Także bezwzględnie usuwać wszelkie informacje o tym, że w 2012 r. razem z SLD oraz PSL głosowaliśmy przeciwko wnioskowi PiS o zarządzenie ogólnopolskiego referendum w sprawie renegocjacji pakietu klimatyczno-energetycznego.
Wmawiać ludziom, że klapa autostradowa, klapa stadionowa, klapa służby zdrowia oraz drożyzna są skutkami celowych działań i zaniedbań opozycji, czyli PISu.
W tej chwili koniecznie trzeba zwalczać PIS. Wyśmiewać na wszelkie sposoby, korzystając z naszych ludzi w mediach publicznych oraz w zaprzyjaźnionych mediach prywatnych. Słyszałem dzisiejsze wiadomości o 9-tej rano w Trójce -- dobra robota!
NIE WIESZ KOBIETO O CZYM PISZESZ
- Trzykrotnie zaniżył wielkość długu publicznego, przesuwając część składki z drugiego filara na finansowanie bieżących emerytur, zwiększając dług w ZUS do 2020 r. o ponad 200 mld zł (oficjalne szacunki rządu), chowając część długu publicznego w Krajowym Funduszu Drogowym i licząc dług w postaci netto (bez lokat rządu).

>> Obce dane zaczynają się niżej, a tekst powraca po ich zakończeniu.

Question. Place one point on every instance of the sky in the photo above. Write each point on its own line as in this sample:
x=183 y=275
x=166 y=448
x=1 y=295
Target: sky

- Zadłużył Polskę na prawie 400 mld złotych, pod koniec kadencji ta kwota wzrośnie do 500 mld zł, a cały dług oficjalny do biliona złotych, pomimo operacji kreatywnego księgowania (nie uwzględniając skoku na OFE, czyli drugi filar). Polska w siedemnastu latach 1990-2007 zadłużyła się na 500 mld, wystarczyło sześć lat moich rządów, żeby ta kwota się podwoiła.
-Gdy obejmował rządy, Polska była zadłużona u zagranicznych spekulantów na kwotę 150 mld zł, teraz ta kwota zbliża się do 450 mld zł.
- Przygotowuje operację zagrabienia oszczędności Polaków zgromadzonych w drugim filarze emerytalnym, żeby w latach 2014-2015 (przed wyborami) z tych środków wypłacić bieżące emerytury. Deficyt w ZUS cały czas narasta, po 2015 r. zabraknie na wypłatę emerytur w wysokości obiecanej przez państwo.
- Dwukrotnie przedstawił budżet oparty na fikcyjnych założeniach, w 2008 i w 2012 r., następnie nowelizował budżet drastycznie zwiększając deficyt. Świadomie wprowadzał w błąd opinię publiczną twierdząc, że te budżety są realistyczne i oparte na wiarygodnych założeniach.
- Wprowadzał w błąd Komisję Europejską -- jeszcze w maju 2013 r. w aktualizacji programu konwergencji nie informował o skali problemów w tegorocznym budżecie.
- Po przekroczeniu przez dług publiczny (sztucznie obniżony dzięki kreatywnej księgowości) pierwszego progu ostrożnościowego, zamiast przedstawić budżet z odpowiednimi oszczędnościami zgodnie z wymogami ustawy o finansach publicznych, sztucznie zawyżył przewidywane dochody oraz zaproponował zawieszenie obowiązywania progu (w praktyce uległ on likwidacji).